Dans son discours inaugural, João Lourenço a souligné la complexité du contexte international actuel, qualifié de « ère de reconfiguration géopolitique mondiale ». Il a insisté sur la nécessité pour l’Afrique de parler d’une seule voix sur les grandes questions qui touchent le continent : « Il est indispensable que l’Afrique défende des positions fortes et communes sur des questions vitales telles que le changement climatique, la santé, les droits de l’homme, la paix et la sécurité alimentaire, ainsi que le multilatéralisme, qui doit être considéré comme l’outil le plus important pour rétablir l’ordre mondial. »

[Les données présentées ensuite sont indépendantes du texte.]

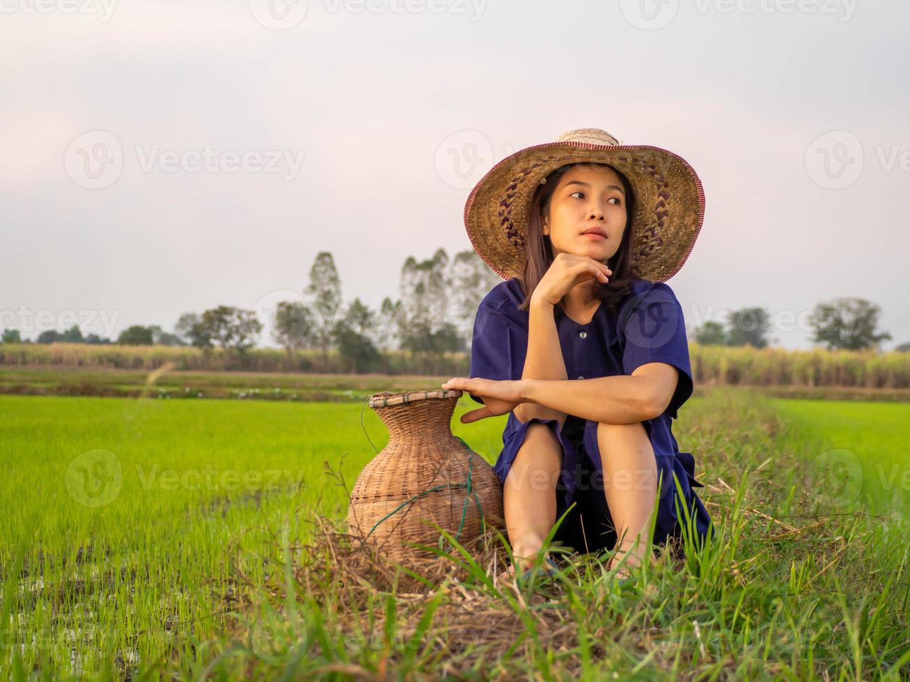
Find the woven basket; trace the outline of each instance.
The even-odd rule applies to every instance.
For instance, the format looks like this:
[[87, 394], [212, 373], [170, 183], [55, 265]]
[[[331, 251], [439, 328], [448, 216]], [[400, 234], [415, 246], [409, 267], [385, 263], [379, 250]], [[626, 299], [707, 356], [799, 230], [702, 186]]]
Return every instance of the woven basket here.
[[492, 467], [451, 433], [460, 390], [379, 393], [369, 405], [389, 428], [389, 445], [360, 472], [351, 491], [348, 526], [396, 563], [434, 555], [409, 542], [435, 546], [444, 528], [461, 544], [483, 521], [502, 522], [502, 486]]

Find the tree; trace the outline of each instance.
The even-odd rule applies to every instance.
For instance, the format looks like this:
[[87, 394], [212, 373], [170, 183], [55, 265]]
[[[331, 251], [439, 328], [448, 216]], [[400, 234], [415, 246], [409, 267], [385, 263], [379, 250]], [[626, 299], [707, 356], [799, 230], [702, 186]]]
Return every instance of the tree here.
[[262, 331], [262, 323], [253, 310], [242, 310], [232, 306], [218, 306], [202, 314], [202, 329], [210, 339], [217, 341], [223, 350], [231, 348], [245, 353]]
[[444, 352], [440, 348], [451, 345], [448, 339], [454, 326], [448, 319], [448, 264], [449, 256], [440, 248], [432, 258], [420, 263], [409, 256], [401, 267], [399, 335], [401, 347], [410, 351], [412, 357], [430, 355], [436, 359]]
[[186, 346], [187, 343], [176, 334], [166, 332], [157, 325], [152, 325], [152, 343], [155, 346]]
[[152, 330], [141, 325], [133, 325], [120, 332], [116, 342], [121, 346], [151, 346]]
[[401, 314], [401, 301], [392, 301], [389, 296], [382, 299], [379, 317], [376, 320], [377, 346], [381, 350], [399, 347]]
[[814, 343], [828, 350], [862, 350], [878, 347], [891, 338], [888, 332], [876, 333], [881, 308], [864, 298], [842, 297], [815, 306], [809, 317]]
[[197, 348], [210, 348], [212, 337], [202, 325], [202, 317], [197, 313], [184, 313], [174, 326], [174, 331], [190, 346]]
[[460, 251], [449, 267], [447, 285], [451, 320], [459, 336], [470, 342], [477, 309], [490, 289], [502, 279], [470, 248]]
[[81, 344], [85, 339], [82, 337], [82, 331], [79, 329], [79, 326], [73, 325], [73, 326], [63, 333], [60, 340], [65, 344]]
[[771, 316], [763, 308], [736, 310], [731, 314], [727, 323], [727, 345], [763, 348], [768, 345], [767, 333], [770, 328]]
[[348, 371], [369, 372], [381, 359], [369, 338], [373, 332], [373, 313], [359, 298], [348, 306], [344, 318], [335, 323], [332, 336]]
[[341, 279], [329, 252], [322, 251], [317, 255], [309, 269], [309, 285], [306, 293], [316, 314], [316, 343], [322, 349], [323, 365], [328, 366], [329, 346], [336, 336], [335, 323], [341, 307]]
[[47, 331], [41, 332], [41, 334], [38, 335], [37, 341], [39, 344], [56, 344], [61, 338], [63, 338], [63, 336], [56, 329], [48, 329]]
[[702, 346], [727, 346], [727, 333], [719, 322], [705, 322], [695, 330], [695, 341]]
[[281, 301], [275, 311], [272, 337], [288, 351], [288, 362], [293, 359], [295, 348], [302, 348], [313, 341], [316, 320], [313, 311], [298, 301]]

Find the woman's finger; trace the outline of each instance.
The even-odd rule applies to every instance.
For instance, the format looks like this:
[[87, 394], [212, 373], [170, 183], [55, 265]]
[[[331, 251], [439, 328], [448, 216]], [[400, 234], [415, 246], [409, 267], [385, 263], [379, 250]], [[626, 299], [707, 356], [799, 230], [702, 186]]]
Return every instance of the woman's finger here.
[[476, 422], [479, 419], [485, 419], [490, 416], [490, 412], [487, 410], [486, 406], [480, 407], [476, 410], [471, 410], [470, 412], [465, 412], [461, 415], [462, 424], [470, 424], [471, 422]]

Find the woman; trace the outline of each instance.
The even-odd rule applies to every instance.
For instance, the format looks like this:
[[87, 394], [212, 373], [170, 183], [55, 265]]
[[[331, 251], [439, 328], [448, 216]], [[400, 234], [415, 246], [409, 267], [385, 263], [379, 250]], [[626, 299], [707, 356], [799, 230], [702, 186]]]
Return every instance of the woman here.
[[555, 539], [615, 548], [626, 575], [686, 516], [699, 538], [711, 530], [694, 460], [671, 430], [693, 380], [682, 311], [663, 284], [692, 250], [703, 196], [683, 159], [596, 128], [516, 152], [469, 196], [471, 243], [508, 279], [477, 312], [479, 378], [442, 387], [483, 405], [464, 423], [509, 414], [495, 471], [513, 569], [529, 568], [567, 509]]

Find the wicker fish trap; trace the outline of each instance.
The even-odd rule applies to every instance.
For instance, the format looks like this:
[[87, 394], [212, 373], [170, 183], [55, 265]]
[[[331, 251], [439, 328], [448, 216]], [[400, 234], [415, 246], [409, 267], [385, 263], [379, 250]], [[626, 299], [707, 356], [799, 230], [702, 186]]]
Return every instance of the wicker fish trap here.
[[369, 405], [389, 429], [389, 445], [360, 472], [350, 495], [348, 527], [397, 563], [434, 555], [408, 543], [437, 545], [436, 524], [459, 542], [484, 523], [502, 522], [502, 486], [492, 467], [452, 435], [460, 390], [378, 393]]

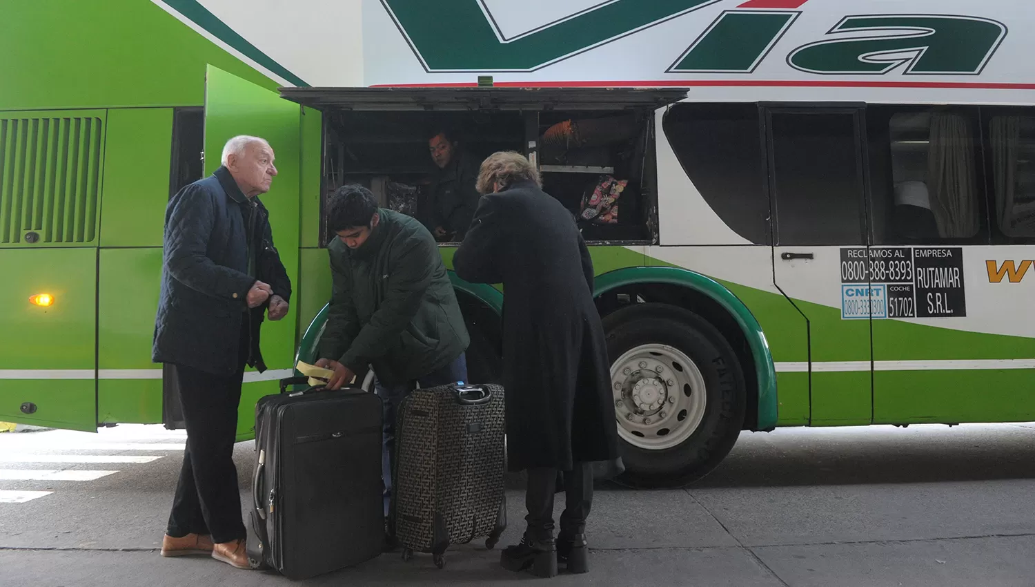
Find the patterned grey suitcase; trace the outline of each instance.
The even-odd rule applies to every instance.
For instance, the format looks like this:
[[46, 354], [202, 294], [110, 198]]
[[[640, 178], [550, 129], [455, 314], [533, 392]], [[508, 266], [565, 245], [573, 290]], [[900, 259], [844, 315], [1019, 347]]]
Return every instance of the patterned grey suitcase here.
[[506, 529], [503, 387], [442, 385], [416, 389], [395, 423], [391, 517], [403, 558], [432, 553], [445, 565], [449, 545]]

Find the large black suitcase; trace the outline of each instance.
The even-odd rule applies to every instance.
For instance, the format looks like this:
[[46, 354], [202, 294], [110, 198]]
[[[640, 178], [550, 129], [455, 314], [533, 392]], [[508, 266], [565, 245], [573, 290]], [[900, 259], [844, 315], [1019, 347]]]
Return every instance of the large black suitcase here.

Le chef de l’État angolais a mis en garde contre un affaiblissement des institutions internationales : « Cette fragilité est particulièrement ressentie sur le continent africain, contraignant ses dirigeants à intensifier leurs efforts pour défendre les intérêts vitaux de l’Afrique. » Il a insisté sur la nécessité de construire « une Afrique stable et intégrée, où les conflits sont prévenus et réglés par des mécanismes africains forts et cohérents ».
João Lourenço a également adressé un appel direct aux États membres de l’UA pour une gouvernance plus responsable et inclusive : « Nos institutions doivent refléter la volonté collective et renforcer la confiance de notre jeunesse dans notre projet commun. » Il a rappelé que le continent dispose des ressources, des connaissances et de la volonté politique nécessaires pour transformer ses défis en opportunités, mais que cela nécessite « une action cohérente, une mise en œuvre responsable et une solidarité entre nos États ».
Le président sortant a exprimé l’espoir que ce sommet permette non seulement d’évaluer les progrès et de détecter les contraintes persistantes, mais surtout de déboucher sur des engagements concrets : « Des engagements clairs et mesurables, susceptibles d’avoir un impact réel sur la vie de nos populations. »
À travers son allocution, João Lourenço a insisté sur le rôle central de l’Afrique dans les affaires mondiales et sur la nécessité d’une coopération renforcée entre États pour faire face aux défis de la géopolitique contemporaine.